On the Inadequacy of Similarity-based Privacy Metrics: Reconstruction
Attacks against "Truly Anonymous Synthetic Data''
- URL: http://arxiv.org/abs/2312.05114v1
- Date: Fri, 8 Dec 2023 15:42:28 GMT
- Title: On the Inadequacy of Similarity-based Privacy Metrics: Reconstruction
Attacks against "Truly Anonymous Synthetic Data''
- Authors: Georgi Ganev and Emiliano De Cristofaro
- Abstract summary: We review the privacy metrics offered by leading companies in this space and shed light on a few critical flaws in reasoning about privacy entirely via empirical evaluations.

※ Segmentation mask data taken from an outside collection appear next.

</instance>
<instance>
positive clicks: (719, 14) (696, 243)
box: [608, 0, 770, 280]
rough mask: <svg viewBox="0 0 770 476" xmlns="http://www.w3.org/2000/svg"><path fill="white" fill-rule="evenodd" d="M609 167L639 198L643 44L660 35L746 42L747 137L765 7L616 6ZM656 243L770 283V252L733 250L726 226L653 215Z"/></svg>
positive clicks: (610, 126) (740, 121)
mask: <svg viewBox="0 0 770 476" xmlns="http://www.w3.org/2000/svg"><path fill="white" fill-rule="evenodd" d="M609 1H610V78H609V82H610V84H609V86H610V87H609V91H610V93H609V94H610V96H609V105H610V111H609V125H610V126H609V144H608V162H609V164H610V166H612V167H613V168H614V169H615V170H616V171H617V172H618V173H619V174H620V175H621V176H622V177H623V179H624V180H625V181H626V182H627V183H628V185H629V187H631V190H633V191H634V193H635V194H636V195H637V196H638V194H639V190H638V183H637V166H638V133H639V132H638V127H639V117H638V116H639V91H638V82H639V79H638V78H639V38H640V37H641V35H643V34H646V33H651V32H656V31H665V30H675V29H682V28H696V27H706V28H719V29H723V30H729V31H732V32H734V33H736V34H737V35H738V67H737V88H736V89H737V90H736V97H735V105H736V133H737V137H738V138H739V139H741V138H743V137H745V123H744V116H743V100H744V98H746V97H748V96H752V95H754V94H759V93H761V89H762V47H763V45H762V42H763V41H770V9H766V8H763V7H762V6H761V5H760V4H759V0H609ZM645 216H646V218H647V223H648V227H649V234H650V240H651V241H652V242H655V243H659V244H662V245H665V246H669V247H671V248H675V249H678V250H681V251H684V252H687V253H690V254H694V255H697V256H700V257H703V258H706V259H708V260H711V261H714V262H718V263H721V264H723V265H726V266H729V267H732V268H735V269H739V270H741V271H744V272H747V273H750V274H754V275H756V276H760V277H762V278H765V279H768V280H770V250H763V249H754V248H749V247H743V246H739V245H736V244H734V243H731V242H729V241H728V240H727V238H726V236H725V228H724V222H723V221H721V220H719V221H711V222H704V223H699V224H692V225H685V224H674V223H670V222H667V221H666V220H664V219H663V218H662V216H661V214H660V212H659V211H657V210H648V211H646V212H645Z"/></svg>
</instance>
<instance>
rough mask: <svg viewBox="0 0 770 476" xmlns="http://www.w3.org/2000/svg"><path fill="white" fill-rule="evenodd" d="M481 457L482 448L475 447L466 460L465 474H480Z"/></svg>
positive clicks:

We present a reconstruction attack, ReconSyn, which successfully recovers (i.e., leaks all attributes of) at least 78% of the low-density train records (or outliers) with only black-box access to a single fitted generative model and the privacy metrics.
- Score: 15.0393231456773
- License: http://arxiv.org/licenses/nonexclusive-distrib/1.0/
- Abstract: Training generative models to produce synthetic data is meant to provide a
privacy-friendly approach to data release. However, we get robust guarantees
only when models are trained to satisfy Differential Privacy (DP). Alas, this
is not the standard in industry as many companies use ad-hoc strategies to
empirically evaluate privacy based on the statistical similarity between
synthetic and real data. In this paper, we review the privacy metrics offered
by leading companies in this space and shed light on a few critical flaws in
reasoning about privacy entirely via empirical evaluations. We analyze the
undesirable properties of the most popular metrics and filters and demonstrate
their unreliability and inconsistency through counter-examples. We then present
a reconstruction attack, ReconSyn, which successfully recovers (i.e., leaks all
attributes of) at least 78% of the low-density train records (or outliers) with
only black-box access to a single fitted generative model and the privacy
metrics. Finally, we show that applying DP only to the model or using
low-utility generators does not mitigate ReconSyn as the privacy leakage
predominantly comes from the metrics. Overall, our work serves as a warning to
practitioners not to deviate from established privacy-preserving mechanisms.